1. Name who can act if you cannot

Start with a Florida durable power of attorney under Chapter 709. A POA is durable only if it states it survives your incapacity, and Florida POAs are effective when signed, not springing. Grant explicit authority over banking, signing contracts, and managing the entity, because Florida requires certain “superpowers” to be initialed separately. Without this, a bank or vendor may freeze dealings the moment you are hospitalized.

2. Decide who inherits and who operates

These are two different questions. A child may inherit your LLC interest yet have no interest in running the warehouse. Your plan should separate ownership (the economic value) from management (day-to-day control). Spell out a successor manager in your operating agreement so there is no gap while the estate settles.

3. Put a buy-sell agreement in place

If you have partners, a buy-sell agreement decides what happens to your share when you die, become disabled, or exit. It can be funded with life insurance so the surviving owners have cash to buy out your family at an agreed valuation, rather than your spouse becoming an unwanted co-owner of a Miami business they cannot manage.

4. Keep the business out of probate

Florida formal administration can take months and is public. A revocable trust under Chapter 736 lets you assign your LLC or shares into the trust so control passes immediately to your successor trustee without court involvement. Coordinate this with your operating agreement, which must permit the transfer. The Florida advantage: there is no state estate or inheritance tax, so planning here is about continuity and probate avoidance, not state death taxes.
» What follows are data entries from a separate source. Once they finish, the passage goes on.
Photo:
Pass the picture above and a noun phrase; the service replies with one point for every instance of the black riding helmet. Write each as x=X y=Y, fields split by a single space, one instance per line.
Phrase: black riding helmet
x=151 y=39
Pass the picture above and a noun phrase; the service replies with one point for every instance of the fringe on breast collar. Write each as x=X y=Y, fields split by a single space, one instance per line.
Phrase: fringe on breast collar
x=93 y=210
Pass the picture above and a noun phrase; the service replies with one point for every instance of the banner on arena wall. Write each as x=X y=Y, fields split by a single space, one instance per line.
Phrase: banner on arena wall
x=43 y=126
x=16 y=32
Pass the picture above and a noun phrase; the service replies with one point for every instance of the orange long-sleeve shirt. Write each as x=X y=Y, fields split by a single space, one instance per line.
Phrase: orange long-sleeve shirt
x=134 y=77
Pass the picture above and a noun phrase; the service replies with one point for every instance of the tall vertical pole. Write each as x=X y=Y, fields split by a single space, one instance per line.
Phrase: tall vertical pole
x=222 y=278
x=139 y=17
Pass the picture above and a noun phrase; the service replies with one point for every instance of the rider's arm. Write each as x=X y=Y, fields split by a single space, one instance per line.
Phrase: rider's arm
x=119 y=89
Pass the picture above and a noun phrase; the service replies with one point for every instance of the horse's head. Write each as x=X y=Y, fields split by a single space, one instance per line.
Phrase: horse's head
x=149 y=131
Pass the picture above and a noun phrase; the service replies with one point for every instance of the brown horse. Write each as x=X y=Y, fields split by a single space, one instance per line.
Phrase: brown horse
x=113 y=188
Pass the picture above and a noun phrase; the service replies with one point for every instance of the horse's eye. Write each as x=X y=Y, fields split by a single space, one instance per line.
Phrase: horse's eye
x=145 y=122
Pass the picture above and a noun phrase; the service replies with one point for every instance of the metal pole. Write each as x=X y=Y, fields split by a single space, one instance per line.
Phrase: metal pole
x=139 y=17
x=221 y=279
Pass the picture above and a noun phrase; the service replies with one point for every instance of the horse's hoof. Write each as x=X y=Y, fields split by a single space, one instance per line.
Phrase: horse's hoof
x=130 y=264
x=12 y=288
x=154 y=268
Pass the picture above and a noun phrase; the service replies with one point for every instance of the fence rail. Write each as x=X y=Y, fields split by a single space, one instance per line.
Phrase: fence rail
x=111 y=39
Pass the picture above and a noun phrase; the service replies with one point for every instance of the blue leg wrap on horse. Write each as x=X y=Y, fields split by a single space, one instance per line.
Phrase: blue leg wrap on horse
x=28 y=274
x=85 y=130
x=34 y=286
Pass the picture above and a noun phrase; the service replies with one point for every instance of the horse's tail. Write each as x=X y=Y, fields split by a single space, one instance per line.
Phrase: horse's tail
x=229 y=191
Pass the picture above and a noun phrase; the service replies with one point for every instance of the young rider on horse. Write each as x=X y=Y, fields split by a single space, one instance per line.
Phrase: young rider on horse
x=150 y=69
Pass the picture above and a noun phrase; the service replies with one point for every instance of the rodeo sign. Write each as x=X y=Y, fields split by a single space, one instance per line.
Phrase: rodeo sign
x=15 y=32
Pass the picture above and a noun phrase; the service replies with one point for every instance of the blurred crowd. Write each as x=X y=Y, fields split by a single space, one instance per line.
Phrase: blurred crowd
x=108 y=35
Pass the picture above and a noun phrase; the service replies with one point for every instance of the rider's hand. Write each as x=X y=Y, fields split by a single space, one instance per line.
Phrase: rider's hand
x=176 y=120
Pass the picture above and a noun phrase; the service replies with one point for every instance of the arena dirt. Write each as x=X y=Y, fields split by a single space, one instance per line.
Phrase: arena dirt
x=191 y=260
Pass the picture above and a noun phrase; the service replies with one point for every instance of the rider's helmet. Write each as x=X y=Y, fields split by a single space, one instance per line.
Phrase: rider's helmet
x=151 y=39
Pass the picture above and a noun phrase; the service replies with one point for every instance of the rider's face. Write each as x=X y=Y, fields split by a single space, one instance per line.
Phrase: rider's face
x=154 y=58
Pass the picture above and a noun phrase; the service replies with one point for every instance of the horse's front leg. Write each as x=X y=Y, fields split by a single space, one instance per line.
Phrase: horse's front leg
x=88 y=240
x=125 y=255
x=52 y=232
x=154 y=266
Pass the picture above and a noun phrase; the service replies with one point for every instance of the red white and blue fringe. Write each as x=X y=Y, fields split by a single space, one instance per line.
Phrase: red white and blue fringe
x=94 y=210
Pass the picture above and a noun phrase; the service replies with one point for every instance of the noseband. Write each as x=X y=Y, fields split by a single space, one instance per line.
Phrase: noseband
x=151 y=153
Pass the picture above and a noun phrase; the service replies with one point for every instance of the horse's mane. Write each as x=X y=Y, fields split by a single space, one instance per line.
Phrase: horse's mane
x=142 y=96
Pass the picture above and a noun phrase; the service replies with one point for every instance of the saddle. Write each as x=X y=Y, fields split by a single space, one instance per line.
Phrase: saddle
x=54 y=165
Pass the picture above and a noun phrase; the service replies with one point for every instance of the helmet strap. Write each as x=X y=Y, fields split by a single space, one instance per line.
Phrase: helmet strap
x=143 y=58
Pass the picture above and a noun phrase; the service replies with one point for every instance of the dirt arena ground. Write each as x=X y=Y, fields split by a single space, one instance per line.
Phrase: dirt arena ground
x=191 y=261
5. Align your entity documents with your estate plan

The most common Miami mistake is a clean trust that conflicts with an old operating agreement requiring partner consent to transfers. Pull both documents side by side. Update beneficiary designations on business-owned life insurance and retirement plans, since those pass outside your will entirely.

6. Protect your homestead and keep it separate

Do not pledge or title your Miami-Dade homestead inside the business. Florida’s homestead protection under Article X, Section 4 shields your primary residence from most creditors, but mixing it with business assets can erode that protection and complicate inheritance, since homestead descends under special rules if you are married or have minor children.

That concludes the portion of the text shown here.